Dale concludes, “The importance of interpersonal skills in the workplace should not be underestimated. Without interpersonal skills, everyday business would be very difficult, since almost all aspects of work involve communication, even if you work alone most of the time.” Analysts from the ToolsGroup add, “In the coming years, professionals who can communicate business priorities, simplify complex data, and contribute to negotiations will be increasingly valuable.”[7] For companies looking to improve the soft skills of their employees, McKinsey analysts suggest a two-pronged approach. First, “structure interviews to elicit work-life details and experiences that have made candidates who they are today.” Second, “teach soft skills through employee learning journeys that blend training, digital courses, job aids, and peer coaching.” Some things may become obsolescent as the business environment changes; however, soft skills aren’t becoming anachronistic.


[1] Joanna Venator and Richard V. Reeves, “Building the soft skills for success,” The Brookings Institution, 18 March 2015.
[2] Ira Wolfe, “65 Percent of Today’s Students Will Be Employed in Jobs That Don’t Exist Yet,” Success Performance Solutions, 26 August 2013.

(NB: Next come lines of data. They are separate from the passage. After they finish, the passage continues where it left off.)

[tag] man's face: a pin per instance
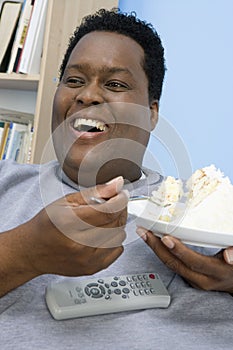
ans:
(101, 114)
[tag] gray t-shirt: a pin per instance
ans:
(195, 319)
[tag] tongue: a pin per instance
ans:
(88, 128)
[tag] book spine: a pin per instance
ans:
(20, 36)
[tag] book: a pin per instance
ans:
(20, 35)
(8, 115)
(4, 138)
(1, 130)
(17, 135)
(33, 46)
(9, 16)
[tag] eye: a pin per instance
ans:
(74, 81)
(117, 86)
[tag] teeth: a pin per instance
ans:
(78, 123)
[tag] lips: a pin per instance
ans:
(89, 125)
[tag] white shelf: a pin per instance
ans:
(19, 81)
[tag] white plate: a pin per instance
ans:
(147, 214)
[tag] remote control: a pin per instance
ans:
(73, 297)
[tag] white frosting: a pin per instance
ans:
(209, 201)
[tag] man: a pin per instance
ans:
(104, 108)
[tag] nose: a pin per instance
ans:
(90, 94)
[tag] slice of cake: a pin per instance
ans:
(208, 205)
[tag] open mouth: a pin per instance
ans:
(89, 125)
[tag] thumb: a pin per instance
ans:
(228, 255)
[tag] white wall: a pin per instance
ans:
(198, 92)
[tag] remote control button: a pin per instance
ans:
(102, 289)
(125, 290)
(87, 291)
(114, 284)
(122, 283)
(95, 291)
(92, 285)
(117, 291)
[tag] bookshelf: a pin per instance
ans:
(61, 20)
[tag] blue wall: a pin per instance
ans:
(197, 98)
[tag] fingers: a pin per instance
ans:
(204, 272)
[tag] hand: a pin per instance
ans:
(69, 237)
(203, 272)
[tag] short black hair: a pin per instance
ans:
(140, 31)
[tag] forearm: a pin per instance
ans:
(14, 268)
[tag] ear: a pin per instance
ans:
(154, 113)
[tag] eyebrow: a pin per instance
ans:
(104, 69)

[3] Staff, “What happens when companies devolve power,” The Economist, 10 October 2020.
[4] Madhurjya Chowdhury, “8 Skills that Can’t Be Replace by Robots and Automation,” Analytics Insight, 27 May 2022.
[5] Morgan Smith, “The top 3 skills employers are looking for in 2022, according to career experts,” CNBC, 21 January 2022.
[6] Staff, “Soft skills for a hard world,” McKinsey Quarterly, January 2022.
[7] J. Brantly, “Essential Skills to Secure Your Place in a Digital Supply Chain Organization,” ToolsGroup Blog, 8 February 2021.
[8] Nikki Dale, “15 Technical Skills Employers Look For in 2022,” Wikijobs, 3 August 2022.